Jerry Brown’s Supreme Court Appointment Blasted: ‘Mind Blower’

Mark Pulliam, an attorney who covered the California Supreme Court from 1993 to 2003 as the legal issues correspondent for California Political Review, has blasted California Governor Jerry Brown’s selection of Leondra Kruger for the Supreme Court. 

Pulliam writes in the City Journal–a magazine former Secretary of Education William Bennett has called “one of the best things in the entire intellectual conservative movement”–that Brown made his choice based on three criteria: “ a Yale law degree, a prominent post in a Democratic presidential administration, and a desire to place one’s hands on the levers of judicial power.”
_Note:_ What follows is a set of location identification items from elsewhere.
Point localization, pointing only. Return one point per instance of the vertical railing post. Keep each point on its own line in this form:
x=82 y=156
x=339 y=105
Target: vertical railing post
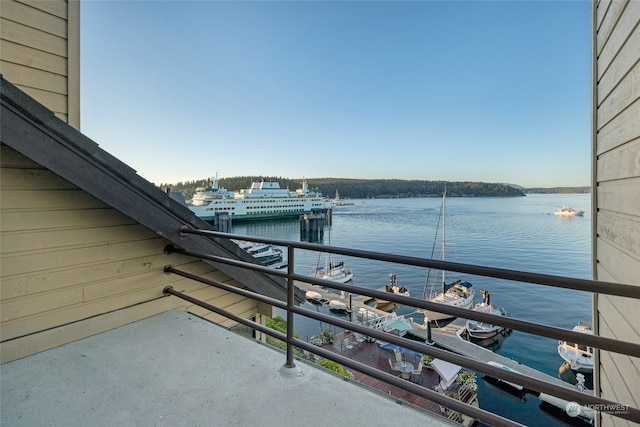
x=290 y=302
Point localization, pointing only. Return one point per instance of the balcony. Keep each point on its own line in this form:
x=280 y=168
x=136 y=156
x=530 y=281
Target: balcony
x=178 y=369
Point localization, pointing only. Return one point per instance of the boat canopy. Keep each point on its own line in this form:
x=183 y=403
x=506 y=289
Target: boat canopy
x=460 y=283
x=448 y=372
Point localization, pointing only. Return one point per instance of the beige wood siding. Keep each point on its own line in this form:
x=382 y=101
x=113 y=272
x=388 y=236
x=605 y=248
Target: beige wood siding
x=616 y=170
x=71 y=266
x=40 y=53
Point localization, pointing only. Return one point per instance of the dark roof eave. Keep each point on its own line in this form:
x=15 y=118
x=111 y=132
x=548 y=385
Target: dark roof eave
x=71 y=155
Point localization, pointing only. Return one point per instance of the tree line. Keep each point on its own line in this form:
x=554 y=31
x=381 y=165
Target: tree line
x=365 y=188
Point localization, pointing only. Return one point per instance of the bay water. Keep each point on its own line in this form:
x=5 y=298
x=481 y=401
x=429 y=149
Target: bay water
x=519 y=233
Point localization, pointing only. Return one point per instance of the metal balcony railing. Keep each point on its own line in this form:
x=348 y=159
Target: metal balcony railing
x=530 y=383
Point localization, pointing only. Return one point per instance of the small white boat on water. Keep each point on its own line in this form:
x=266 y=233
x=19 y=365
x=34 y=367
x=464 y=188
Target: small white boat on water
x=393 y=288
x=578 y=356
x=313 y=297
x=262 y=252
x=482 y=330
x=339 y=306
x=458 y=294
x=567 y=211
x=333 y=270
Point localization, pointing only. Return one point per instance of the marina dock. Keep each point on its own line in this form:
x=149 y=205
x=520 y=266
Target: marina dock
x=447 y=337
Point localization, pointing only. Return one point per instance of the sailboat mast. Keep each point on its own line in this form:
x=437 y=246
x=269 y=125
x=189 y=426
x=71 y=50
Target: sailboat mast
x=444 y=231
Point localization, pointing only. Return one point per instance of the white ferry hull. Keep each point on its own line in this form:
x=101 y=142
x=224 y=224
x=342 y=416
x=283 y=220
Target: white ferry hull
x=263 y=201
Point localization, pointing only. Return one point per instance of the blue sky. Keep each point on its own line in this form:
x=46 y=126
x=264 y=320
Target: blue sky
x=436 y=90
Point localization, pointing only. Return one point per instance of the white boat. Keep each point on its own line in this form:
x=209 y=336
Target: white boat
x=337 y=201
x=482 y=330
x=333 y=270
x=263 y=200
x=204 y=196
x=337 y=305
x=578 y=356
x=458 y=294
x=313 y=296
x=567 y=211
x=393 y=288
x=264 y=253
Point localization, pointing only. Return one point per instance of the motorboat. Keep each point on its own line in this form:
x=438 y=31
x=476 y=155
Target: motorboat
x=393 y=288
x=332 y=270
x=337 y=201
x=339 y=306
x=482 y=330
x=578 y=356
x=313 y=297
x=264 y=253
x=458 y=293
x=567 y=211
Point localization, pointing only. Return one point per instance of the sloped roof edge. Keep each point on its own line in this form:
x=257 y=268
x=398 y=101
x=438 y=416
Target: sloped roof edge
x=34 y=131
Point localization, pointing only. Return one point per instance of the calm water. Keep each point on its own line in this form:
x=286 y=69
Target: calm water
x=514 y=233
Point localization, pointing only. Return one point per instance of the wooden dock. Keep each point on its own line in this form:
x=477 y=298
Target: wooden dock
x=446 y=337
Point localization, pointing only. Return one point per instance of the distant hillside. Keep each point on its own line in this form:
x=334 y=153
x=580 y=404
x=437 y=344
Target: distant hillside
x=366 y=188
x=559 y=190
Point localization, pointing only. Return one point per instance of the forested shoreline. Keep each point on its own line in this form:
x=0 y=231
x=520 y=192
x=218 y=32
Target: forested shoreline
x=380 y=188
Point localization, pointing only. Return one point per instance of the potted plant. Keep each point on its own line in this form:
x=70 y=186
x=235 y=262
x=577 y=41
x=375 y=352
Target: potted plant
x=467 y=380
x=426 y=361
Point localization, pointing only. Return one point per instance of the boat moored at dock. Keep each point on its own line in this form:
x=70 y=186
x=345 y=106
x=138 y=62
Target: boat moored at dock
x=567 y=211
x=263 y=200
x=578 y=356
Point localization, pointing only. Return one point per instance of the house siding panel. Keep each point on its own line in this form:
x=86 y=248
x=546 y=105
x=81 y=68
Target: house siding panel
x=616 y=169
x=40 y=53
x=68 y=259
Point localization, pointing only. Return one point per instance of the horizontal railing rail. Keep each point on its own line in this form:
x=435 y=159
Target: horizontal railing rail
x=604 y=343
x=533 y=384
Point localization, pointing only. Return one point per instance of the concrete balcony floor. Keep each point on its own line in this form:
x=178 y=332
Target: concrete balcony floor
x=176 y=369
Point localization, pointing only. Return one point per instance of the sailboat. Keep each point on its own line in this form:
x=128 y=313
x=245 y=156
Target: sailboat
x=458 y=293
x=482 y=330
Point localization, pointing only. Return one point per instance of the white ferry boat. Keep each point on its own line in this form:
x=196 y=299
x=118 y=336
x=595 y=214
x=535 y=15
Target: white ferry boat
x=264 y=200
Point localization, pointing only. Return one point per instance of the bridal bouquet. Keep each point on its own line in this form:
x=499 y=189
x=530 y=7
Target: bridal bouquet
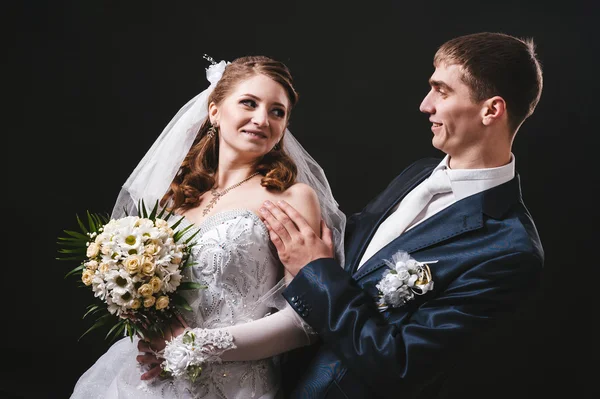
x=133 y=266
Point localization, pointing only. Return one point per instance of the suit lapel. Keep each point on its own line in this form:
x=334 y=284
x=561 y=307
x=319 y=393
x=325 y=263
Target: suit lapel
x=377 y=211
x=457 y=219
x=462 y=217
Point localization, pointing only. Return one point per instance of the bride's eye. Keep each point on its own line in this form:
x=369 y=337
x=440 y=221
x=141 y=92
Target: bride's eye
x=280 y=113
x=248 y=102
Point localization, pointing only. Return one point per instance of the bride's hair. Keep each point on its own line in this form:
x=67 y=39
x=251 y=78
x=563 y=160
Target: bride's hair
x=196 y=174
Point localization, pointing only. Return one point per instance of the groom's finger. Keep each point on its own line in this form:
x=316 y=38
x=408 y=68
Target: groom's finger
x=274 y=224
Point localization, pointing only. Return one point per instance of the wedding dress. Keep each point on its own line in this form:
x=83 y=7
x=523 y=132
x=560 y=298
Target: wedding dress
x=237 y=262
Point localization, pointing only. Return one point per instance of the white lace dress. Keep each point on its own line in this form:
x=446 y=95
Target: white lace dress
x=236 y=260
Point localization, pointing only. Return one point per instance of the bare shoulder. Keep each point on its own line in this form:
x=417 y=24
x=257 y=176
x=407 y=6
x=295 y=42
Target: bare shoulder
x=300 y=192
x=303 y=198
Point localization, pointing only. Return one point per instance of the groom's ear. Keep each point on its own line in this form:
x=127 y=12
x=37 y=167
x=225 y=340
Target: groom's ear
x=493 y=109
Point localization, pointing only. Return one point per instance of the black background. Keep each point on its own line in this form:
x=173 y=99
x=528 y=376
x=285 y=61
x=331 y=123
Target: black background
x=93 y=83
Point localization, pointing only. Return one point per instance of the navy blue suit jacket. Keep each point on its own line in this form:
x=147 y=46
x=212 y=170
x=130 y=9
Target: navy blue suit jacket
x=489 y=258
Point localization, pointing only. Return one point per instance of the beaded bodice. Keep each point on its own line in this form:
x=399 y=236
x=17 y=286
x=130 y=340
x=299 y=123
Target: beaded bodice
x=234 y=259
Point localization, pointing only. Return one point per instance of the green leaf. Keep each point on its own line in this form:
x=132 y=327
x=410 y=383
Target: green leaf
x=117 y=328
x=91 y=309
x=181 y=303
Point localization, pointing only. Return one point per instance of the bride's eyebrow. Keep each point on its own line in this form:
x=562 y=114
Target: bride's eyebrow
x=258 y=99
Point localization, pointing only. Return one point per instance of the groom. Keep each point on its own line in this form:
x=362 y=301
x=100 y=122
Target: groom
x=473 y=246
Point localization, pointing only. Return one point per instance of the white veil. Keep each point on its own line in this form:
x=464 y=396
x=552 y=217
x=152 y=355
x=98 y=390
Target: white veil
x=151 y=178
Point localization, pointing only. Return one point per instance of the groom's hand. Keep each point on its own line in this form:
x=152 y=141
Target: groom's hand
x=296 y=242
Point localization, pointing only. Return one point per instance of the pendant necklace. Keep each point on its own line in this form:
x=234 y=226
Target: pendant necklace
x=217 y=195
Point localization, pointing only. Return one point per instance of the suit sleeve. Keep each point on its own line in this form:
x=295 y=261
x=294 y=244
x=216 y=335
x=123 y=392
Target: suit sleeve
x=395 y=350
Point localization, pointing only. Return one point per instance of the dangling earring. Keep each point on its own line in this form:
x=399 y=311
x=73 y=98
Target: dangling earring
x=212 y=131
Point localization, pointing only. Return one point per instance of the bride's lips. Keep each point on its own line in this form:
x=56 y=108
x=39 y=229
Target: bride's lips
x=255 y=134
x=435 y=125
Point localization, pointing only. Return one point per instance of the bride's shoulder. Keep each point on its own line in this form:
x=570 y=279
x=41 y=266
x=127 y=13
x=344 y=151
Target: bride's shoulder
x=304 y=199
x=299 y=192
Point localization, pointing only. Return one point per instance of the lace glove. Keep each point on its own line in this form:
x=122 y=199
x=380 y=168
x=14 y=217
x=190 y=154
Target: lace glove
x=185 y=354
x=271 y=335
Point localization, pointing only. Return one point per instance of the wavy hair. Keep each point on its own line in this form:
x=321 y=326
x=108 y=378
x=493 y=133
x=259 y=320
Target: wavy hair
x=196 y=174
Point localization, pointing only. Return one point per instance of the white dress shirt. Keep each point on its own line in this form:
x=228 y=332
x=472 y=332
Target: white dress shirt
x=464 y=182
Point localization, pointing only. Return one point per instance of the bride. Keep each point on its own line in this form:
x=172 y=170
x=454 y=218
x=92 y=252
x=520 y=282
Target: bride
x=222 y=155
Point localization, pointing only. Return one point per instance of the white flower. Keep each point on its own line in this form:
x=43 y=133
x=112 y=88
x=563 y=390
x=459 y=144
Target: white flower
x=177 y=359
x=405 y=278
x=215 y=71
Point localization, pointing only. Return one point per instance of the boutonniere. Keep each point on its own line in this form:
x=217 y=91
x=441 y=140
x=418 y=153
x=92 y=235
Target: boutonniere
x=405 y=278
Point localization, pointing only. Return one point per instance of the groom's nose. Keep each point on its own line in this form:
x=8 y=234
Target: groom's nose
x=427 y=104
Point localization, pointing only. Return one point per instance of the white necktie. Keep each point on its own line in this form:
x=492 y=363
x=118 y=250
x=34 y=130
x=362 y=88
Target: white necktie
x=411 y=206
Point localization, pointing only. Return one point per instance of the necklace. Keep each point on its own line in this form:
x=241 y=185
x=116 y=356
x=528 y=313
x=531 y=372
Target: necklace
x=217 y=195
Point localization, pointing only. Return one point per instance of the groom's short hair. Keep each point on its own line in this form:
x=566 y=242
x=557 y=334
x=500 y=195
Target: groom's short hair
x=497 y=64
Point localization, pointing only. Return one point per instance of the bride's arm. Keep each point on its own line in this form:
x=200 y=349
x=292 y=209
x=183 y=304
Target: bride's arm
x=271 y=335
x=284 y=330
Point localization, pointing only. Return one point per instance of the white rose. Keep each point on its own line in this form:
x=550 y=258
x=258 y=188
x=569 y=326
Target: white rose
x=177 y=358
x=402 y=274
x=93 y=250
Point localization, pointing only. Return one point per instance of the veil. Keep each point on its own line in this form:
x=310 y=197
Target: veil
x=151 y=178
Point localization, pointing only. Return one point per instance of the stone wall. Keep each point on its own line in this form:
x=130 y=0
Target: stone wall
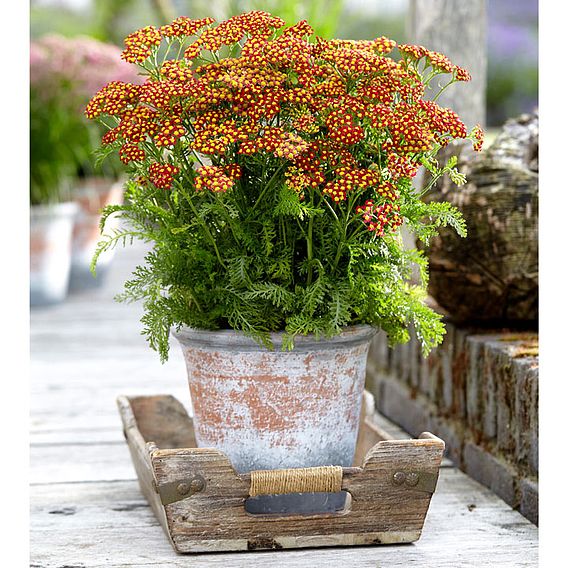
x=479 y=393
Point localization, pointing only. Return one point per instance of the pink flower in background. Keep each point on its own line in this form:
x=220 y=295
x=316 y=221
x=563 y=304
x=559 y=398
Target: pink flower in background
x=80 y=66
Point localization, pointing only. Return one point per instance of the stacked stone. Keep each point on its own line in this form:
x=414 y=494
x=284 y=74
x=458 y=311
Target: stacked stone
x=478 y=392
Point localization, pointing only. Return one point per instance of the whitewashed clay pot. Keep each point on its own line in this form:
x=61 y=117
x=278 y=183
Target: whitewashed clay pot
x=91 y=197
x=277 y=409
x=51 y=227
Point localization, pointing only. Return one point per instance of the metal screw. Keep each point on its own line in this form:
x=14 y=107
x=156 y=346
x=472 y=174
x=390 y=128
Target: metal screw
x=197 y=485
x=399 y=477
x=412 y=479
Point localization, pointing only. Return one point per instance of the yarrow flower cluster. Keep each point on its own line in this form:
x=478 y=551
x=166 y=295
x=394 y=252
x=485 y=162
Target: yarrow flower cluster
x=257 y=137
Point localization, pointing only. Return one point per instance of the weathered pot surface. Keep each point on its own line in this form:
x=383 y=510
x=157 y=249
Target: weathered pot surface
x=277 y=409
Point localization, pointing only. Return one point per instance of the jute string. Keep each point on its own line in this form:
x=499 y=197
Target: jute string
x=326 y=479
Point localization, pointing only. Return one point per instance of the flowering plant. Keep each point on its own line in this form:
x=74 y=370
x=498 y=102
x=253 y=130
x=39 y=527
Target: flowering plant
x=64 y=74
x=272 y=173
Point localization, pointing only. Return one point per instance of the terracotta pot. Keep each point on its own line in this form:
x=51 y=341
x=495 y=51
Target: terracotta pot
x=51 y=227
x=277 y=409
x=91 y=196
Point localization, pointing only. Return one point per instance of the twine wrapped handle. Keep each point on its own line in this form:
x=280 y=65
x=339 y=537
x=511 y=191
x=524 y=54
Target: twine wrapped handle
x=325 y=479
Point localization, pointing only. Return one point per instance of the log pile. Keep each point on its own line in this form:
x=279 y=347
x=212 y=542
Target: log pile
x=492 y=275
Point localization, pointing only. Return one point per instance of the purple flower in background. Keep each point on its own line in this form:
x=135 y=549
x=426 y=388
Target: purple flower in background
x=511 y=42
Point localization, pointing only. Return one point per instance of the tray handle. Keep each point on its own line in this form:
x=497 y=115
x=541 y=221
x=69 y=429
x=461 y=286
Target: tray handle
x=325 y=479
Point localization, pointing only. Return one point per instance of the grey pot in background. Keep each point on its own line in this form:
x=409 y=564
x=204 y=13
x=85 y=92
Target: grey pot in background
x=51 y=227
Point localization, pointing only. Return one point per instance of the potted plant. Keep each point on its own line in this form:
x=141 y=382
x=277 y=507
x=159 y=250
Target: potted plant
x=272 y=172
x=64 y=74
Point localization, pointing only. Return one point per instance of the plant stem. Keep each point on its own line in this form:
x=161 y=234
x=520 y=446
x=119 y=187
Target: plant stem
x=309 y=242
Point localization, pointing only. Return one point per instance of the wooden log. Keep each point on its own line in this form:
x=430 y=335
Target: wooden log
x=458 y=30
x=492 y=275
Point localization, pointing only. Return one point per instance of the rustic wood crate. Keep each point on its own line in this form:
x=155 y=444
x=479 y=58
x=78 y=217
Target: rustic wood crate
x=199 y=499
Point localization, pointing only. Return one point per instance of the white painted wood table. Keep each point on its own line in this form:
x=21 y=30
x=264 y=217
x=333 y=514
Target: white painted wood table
x=87 y=509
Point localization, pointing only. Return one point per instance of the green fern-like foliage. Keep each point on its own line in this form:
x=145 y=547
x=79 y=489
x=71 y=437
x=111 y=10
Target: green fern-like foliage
x=268 y=237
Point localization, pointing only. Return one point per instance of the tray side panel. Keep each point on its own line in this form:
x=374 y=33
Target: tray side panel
x=381 y=511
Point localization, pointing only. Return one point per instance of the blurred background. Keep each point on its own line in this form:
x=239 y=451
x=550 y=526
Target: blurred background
x=75 y=50
x=512 y=80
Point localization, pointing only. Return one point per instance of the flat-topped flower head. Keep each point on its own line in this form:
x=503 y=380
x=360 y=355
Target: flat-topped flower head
x=273 y=169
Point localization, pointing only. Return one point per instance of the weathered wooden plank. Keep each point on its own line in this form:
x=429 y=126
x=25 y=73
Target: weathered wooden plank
x=75 y=463
x=109 y=524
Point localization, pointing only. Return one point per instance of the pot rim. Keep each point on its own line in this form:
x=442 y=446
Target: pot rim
x=236 y=340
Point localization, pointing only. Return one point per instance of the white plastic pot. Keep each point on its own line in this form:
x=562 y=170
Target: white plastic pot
x=51 y=227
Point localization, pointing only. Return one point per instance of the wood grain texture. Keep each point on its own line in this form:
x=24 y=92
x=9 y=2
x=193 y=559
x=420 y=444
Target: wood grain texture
x=86 y=506
x=492 y=275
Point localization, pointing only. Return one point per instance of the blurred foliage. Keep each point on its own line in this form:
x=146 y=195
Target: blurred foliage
x=64 y=74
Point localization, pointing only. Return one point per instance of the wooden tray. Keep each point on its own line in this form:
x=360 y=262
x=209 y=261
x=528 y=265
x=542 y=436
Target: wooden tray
x=199 y=498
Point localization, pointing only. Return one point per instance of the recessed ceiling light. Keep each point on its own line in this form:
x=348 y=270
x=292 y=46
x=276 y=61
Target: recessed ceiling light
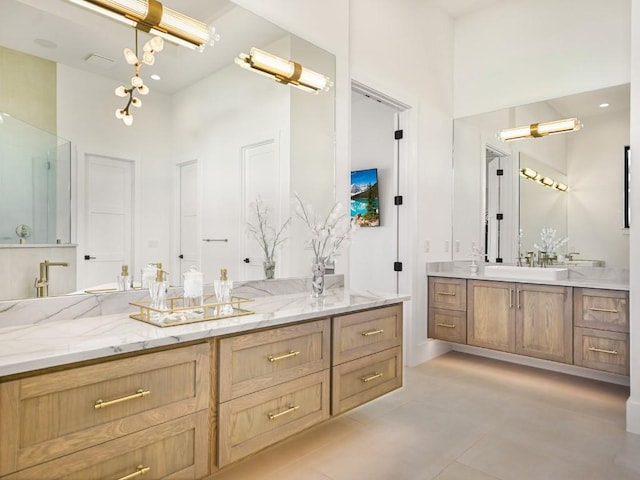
x=45 y=43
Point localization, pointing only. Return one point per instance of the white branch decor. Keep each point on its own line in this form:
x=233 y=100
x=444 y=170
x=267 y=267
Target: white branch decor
x=266 y=236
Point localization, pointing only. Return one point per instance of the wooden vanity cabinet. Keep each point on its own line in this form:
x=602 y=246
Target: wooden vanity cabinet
x=273 y=383
x=601 y=329
x=367 y=356
x=491 y=315
x=544 y=327
x=108 y=412
x=448 y=309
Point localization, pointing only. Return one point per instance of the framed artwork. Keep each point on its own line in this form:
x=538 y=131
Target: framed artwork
x=365 y=202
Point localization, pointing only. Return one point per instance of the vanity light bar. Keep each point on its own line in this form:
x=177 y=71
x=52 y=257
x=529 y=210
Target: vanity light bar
x=283 y=71
x=151 y=16
x=546 y=181
x=536 y=130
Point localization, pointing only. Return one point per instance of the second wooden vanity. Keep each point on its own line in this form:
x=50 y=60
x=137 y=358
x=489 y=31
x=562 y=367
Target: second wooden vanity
x=587 y=327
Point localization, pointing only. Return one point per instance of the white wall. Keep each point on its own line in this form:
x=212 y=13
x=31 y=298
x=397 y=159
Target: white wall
x=596 y=173
x=633 y=405
x=521 y=52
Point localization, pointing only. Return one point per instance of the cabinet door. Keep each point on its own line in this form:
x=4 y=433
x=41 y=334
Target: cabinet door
x=491 y=315
x=544 y=325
Pulliam points out that Kruger, 38, has never even served as a judge, and that she has a paucity of private sector experience. Kruger would be the state’s youngest Supreme Court member in its history. Pulliam notes:”She barely meets the state constitutional requirement that judges be members of the state bar for at least ten years.” The Los Angeles Times reported Santa Clara University law professor Gerald Uelmen calling the appointment a “mind blower.”

Pulliam continues:

Service as a trial-court judge has long been considered an essential prerequisite for appointment to the appellate bench. With his last three appointments to the California Supreme Court (and the recent appointment of Therese Stewart to the First District Court of Appeal), Brown has discarded that standard … The tendency toward judicial activism is greater for younger appointees because law schools have become increasingly politicized and the dominant philosophy of “legal realism” encourages recent graduates to view the law as a malleable instrument to accomplish politically desirable ends.

Pulliam notes Kruger’s radicals: she argued the case Hosanna-Tabor Evangelical Lutheran Church and School v. EEOC, and fought for terminating “ministerial exception” to anti-discrimination laws, thus leaving religious organizations liable for their hiring and firing of ordained personnel. Her point of view was soundly defeated; the Court ruled unanimously against her.

Pulliam concludes with the frightening warning: “The Rose Bird era of unrestrained activism may seem tame in hindsight.”